Huckabee challenged over attitude to gays
Conservative voters and much of the mainstream press may be smitten with Republican presidential hopeful Mike Huckabee's affability and "ah, shucks" attitude, as proven by his soaring poll numbers and ever-growing list of endorsements.
But People for the American Way aren't among them.
For starters, those leading the Washington, DC-based organisation aren't big fans of the former Arkansas Governor's, "long record of rhetoric and actions that reveal an ideologue's agenda and a zealot's intolerance for differing opinions."
Case in point: the positions the ordained Southern Baptist minister put forth during his failed 1992 Senate campaign. During a campaign-trail interview with the Associated Press, for instance, Huckabee said allowing gays and lesbians to serve openly in the military would be a disgrace for the nation.
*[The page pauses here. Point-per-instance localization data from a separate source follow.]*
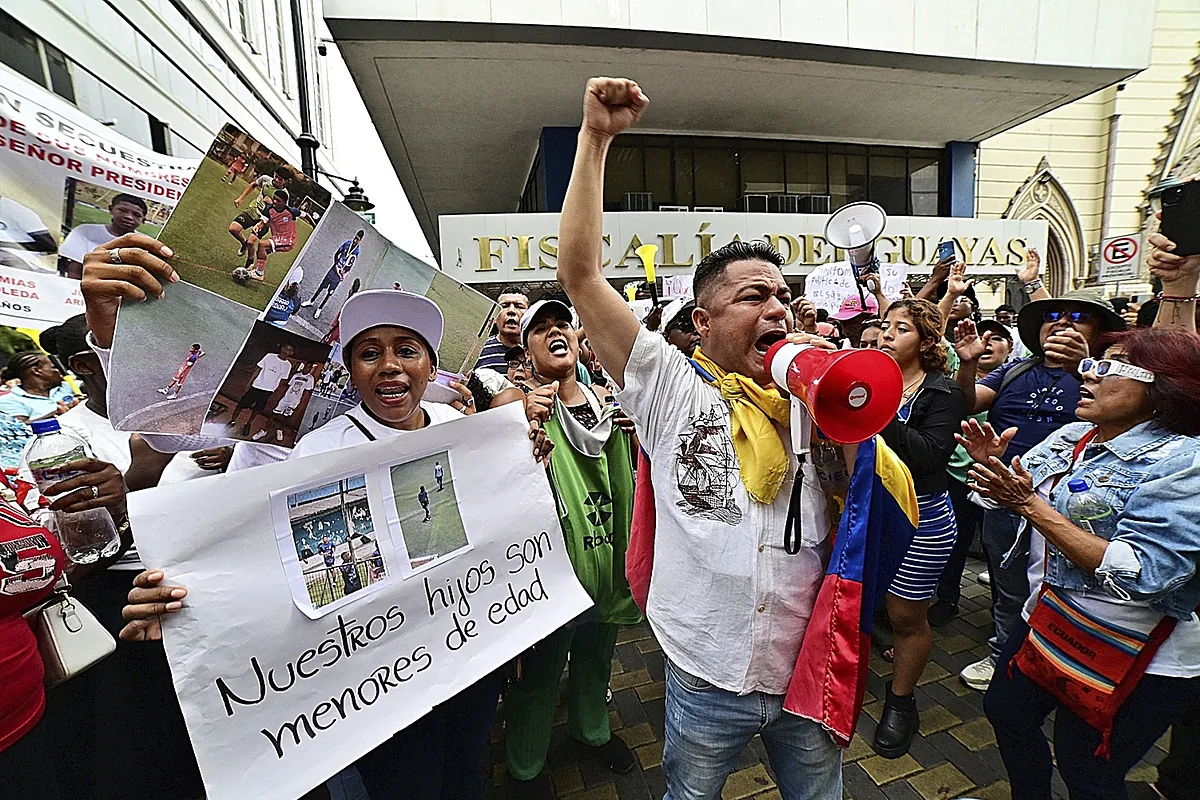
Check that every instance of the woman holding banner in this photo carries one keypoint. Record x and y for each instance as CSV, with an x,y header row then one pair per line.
x,y
389,344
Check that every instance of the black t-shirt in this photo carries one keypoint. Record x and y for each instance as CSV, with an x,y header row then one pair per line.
x,y
1037,402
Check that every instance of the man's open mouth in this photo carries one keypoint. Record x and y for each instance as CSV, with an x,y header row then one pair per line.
x,y
763,342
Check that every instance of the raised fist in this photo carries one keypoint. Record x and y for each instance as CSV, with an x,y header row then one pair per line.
x,y
612,106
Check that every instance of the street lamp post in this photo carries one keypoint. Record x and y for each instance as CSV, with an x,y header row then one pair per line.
x,y
306,140
355,199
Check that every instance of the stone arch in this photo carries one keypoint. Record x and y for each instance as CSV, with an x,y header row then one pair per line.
x,y
1043,197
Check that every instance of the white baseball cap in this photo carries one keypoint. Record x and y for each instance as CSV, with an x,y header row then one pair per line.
x,y
390,307
545,305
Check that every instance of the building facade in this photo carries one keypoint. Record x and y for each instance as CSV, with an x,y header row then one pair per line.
x,y
1089,167
169,73
781,108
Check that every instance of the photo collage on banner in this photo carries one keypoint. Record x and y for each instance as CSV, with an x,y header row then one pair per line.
x,y
246,346
336,546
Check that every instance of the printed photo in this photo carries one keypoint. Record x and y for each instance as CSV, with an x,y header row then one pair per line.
x,y
95,215
468,314
243,221
333,542
341,253
167,368
267,394
424,510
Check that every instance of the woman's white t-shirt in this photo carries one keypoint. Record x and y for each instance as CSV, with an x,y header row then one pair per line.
x,y
341,432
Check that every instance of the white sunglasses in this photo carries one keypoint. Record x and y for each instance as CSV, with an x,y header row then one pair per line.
x,y
1104,367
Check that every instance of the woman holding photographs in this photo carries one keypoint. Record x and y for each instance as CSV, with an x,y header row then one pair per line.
x,y
390,341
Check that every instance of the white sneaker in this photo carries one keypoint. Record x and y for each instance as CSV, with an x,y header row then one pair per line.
x,y
978,675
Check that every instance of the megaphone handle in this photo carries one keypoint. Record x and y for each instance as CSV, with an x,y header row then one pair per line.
x,y
792,528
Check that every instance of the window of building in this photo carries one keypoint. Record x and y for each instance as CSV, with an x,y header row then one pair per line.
x,y
707,172
21,49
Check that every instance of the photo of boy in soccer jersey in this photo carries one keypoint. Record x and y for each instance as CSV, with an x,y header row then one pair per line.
x,y
177,383
249,218
343,262
237,168
281,220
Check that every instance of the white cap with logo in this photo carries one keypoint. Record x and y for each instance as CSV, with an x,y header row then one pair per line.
x,y
390,307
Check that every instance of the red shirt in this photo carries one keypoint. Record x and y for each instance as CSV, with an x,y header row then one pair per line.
x,y
30,563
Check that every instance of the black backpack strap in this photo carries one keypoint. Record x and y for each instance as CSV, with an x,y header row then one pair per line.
x,y
1017,371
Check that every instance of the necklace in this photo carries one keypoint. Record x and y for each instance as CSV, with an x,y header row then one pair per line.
x,y
911,389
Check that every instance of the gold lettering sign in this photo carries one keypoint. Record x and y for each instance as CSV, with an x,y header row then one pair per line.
x,y
801,250
486,253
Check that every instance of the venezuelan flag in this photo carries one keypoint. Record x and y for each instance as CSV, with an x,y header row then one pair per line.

"I agree with the leadership of our military, who believe it is not in the best interest of the armed forces to have homosexuals serving on active duty," he said at the time.
"I believe to try to legitimise that which is inherently illegitimate would be a disgraceful act of government.
"I feel homosexuality is an aberrant, unnatural and sinful lifestyle, and we now know it can pose a dangerous public health risk."
Huckabee's past comments regarding the treatment of people infected with HIV, however, were what put People for the American Way over the edge.
"It is the first time in the history of civilization in which the carriers of a genuine plague have not been isolated from the general population," Huckabee said during the same interview.
"This deadly disease, for which there is no cure, is being treated as a civil rights issue instead of the true health crisis it represents.
"If the federal government is truly serious about doing something with the AIDS virus, we need to take steps that would isolate the carriers of this plague."
The organisation points out that "this was 1992, four years after the federal government distributed a pamphlet penned by then-Surgeon General C. Everett Koop entitled Understanding AIDS which explained that the disease could not be contacted through everyday contact.
"Huckabee likes to portray himself as a different kind of right-wing leader, one who is conservative but 'is not angry about it,'" People for the American Way said on its website yesterday.
"But judging by his past remarks, he appears far more like his right-wing allies than he would like the nation to believe."